= Mahmoud Ansari Qomi =

Iranian Ayatollah (1921-1999)

Mahmoud Ansari Qomi (محمود انصاری قمی) was an Iranian cleric.

== Early life ==
He was born around 1921 to a family in Qom. He lost his father at age ten and under the tutelage of his brothers, initial lessons were learned. Mahmoud Ansari was in young individuals to study in Najaf and the area was great training.

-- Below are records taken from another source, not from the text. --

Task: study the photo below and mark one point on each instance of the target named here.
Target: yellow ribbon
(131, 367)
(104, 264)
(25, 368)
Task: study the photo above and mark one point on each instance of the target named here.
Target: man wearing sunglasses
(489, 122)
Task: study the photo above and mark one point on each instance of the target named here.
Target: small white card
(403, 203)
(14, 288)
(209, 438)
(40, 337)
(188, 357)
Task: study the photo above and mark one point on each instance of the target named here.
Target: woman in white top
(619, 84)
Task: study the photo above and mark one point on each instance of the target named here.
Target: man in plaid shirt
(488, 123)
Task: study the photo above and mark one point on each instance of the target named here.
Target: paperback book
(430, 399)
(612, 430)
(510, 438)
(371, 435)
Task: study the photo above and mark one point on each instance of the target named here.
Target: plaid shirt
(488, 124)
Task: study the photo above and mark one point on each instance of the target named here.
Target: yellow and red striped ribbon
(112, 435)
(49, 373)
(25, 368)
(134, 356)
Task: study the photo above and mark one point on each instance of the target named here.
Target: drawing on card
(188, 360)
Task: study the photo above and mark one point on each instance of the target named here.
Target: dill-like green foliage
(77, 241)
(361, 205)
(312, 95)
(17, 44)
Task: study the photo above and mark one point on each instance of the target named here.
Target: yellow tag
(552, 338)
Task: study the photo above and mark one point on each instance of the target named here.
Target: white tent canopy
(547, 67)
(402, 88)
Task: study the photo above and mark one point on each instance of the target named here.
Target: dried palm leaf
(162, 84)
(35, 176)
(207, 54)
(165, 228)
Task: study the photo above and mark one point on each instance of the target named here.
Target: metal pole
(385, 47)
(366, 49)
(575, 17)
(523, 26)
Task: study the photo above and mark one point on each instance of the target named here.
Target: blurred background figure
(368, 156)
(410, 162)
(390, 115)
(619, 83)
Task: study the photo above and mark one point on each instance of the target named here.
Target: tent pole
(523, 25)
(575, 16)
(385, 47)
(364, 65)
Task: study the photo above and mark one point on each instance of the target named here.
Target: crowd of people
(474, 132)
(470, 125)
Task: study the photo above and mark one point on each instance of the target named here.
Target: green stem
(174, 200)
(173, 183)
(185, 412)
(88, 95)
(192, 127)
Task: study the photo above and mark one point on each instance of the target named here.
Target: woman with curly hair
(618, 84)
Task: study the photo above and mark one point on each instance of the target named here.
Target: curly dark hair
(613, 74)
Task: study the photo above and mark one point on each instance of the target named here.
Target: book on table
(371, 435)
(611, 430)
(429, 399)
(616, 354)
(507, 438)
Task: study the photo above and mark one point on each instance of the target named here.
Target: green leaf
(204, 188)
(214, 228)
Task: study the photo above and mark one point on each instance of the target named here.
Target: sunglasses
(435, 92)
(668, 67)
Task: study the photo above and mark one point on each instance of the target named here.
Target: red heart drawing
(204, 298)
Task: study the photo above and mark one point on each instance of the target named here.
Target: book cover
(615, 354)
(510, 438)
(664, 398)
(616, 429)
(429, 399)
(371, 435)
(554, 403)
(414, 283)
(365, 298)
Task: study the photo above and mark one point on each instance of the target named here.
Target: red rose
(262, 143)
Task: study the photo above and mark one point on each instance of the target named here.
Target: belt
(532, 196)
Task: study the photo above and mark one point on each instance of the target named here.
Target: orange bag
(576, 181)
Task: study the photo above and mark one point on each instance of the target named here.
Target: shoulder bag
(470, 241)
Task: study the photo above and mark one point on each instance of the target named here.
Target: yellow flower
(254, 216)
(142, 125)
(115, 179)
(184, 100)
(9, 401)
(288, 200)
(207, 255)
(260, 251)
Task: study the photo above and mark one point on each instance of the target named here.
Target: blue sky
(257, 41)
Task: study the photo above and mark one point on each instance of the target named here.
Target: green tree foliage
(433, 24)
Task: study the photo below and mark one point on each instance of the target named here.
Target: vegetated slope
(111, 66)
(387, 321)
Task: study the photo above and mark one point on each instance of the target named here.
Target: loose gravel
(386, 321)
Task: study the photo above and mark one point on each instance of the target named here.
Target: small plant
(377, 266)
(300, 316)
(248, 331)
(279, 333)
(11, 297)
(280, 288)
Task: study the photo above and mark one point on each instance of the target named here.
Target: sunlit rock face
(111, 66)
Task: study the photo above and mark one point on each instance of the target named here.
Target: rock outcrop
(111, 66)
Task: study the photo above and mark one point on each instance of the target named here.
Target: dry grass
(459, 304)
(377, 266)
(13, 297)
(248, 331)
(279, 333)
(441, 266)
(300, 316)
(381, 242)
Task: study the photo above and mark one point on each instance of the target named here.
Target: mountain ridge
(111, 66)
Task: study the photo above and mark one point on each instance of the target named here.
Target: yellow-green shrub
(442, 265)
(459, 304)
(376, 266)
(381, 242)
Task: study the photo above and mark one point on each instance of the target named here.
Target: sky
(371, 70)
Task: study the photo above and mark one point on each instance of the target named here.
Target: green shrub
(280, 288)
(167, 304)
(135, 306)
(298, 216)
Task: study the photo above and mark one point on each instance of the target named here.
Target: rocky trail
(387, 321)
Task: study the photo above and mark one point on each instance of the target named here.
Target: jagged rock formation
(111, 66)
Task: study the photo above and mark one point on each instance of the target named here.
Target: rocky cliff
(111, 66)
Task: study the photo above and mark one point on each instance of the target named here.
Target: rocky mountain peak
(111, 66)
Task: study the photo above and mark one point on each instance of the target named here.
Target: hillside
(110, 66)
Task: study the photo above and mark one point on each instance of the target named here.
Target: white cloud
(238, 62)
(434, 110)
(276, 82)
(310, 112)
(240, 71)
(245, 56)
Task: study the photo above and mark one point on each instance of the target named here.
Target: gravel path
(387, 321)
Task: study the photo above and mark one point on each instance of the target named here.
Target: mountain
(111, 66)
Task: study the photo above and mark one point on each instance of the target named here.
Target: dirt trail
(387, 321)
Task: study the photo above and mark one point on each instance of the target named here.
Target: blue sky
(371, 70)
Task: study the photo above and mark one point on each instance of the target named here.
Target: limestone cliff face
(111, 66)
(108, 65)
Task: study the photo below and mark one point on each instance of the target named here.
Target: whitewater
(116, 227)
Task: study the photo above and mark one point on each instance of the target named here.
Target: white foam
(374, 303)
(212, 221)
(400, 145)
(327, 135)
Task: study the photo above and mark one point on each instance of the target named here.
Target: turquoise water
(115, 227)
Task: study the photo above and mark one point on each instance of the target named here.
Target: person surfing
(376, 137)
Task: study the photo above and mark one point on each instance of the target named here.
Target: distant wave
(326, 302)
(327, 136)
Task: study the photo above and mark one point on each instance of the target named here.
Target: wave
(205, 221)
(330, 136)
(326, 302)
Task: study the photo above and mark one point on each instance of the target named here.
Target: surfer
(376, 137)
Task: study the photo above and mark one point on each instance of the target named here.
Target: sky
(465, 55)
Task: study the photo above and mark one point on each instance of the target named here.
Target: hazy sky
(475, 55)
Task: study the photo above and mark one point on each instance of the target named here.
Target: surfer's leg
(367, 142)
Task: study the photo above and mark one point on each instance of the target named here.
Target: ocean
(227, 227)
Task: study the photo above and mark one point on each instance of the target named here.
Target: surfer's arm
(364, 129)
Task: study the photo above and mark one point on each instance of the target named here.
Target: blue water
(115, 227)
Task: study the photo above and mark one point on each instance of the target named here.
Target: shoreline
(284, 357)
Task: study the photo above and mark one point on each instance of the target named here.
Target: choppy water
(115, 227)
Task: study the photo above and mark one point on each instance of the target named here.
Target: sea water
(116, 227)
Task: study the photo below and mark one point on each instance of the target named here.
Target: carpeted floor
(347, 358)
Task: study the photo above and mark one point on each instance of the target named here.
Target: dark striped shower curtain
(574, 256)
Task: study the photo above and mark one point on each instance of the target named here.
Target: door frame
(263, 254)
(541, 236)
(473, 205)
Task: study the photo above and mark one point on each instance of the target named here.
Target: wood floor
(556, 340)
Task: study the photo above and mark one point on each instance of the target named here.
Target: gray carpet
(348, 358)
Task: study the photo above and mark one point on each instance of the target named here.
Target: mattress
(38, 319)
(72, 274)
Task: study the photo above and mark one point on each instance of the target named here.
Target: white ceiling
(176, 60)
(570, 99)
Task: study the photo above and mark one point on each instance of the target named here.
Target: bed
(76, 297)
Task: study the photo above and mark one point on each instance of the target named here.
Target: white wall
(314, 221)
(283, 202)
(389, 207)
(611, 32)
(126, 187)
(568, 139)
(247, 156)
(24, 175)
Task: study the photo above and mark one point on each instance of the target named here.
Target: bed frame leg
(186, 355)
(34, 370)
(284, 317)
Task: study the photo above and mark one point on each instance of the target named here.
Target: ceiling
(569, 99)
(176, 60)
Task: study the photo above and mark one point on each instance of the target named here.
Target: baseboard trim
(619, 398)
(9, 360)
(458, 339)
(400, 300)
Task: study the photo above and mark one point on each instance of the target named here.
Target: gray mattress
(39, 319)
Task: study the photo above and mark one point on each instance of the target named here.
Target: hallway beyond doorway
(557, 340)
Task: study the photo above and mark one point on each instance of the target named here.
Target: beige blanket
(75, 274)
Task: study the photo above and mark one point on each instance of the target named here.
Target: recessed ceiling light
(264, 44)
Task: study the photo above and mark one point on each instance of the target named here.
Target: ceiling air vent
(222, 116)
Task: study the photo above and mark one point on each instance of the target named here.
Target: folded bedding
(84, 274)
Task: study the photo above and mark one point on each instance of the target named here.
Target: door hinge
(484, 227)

He studied under Tehran scholars and Abu al-Qasim al-Khoei in Najaf.

== Professors ==
He trained under masters including:
- Syed Abdul Hadi Shirazi
- Muhsin al-Hakim
- Abu al-Qasim al-Khoei
- Mohammad-Reza Golpaygani
- Ahmad Khonsari
- Ruhollah Khomeini
- Agha Bozorg Tehrani
- Shahab al-Din Mar'ashi Najafi

== Islamic revolution ==
He was arrested before the Islamic Revolution in 1963. He played an important role in encouraging Najaf scholars. Around 1964 he moved to Tehran.

== Social service ==
He helped establish dozens of mosques and two hospitals.

== Death ==
He died on 12 March 1999 at age seventy-seven. He was buried in the Sheikhan cemetery in Qom.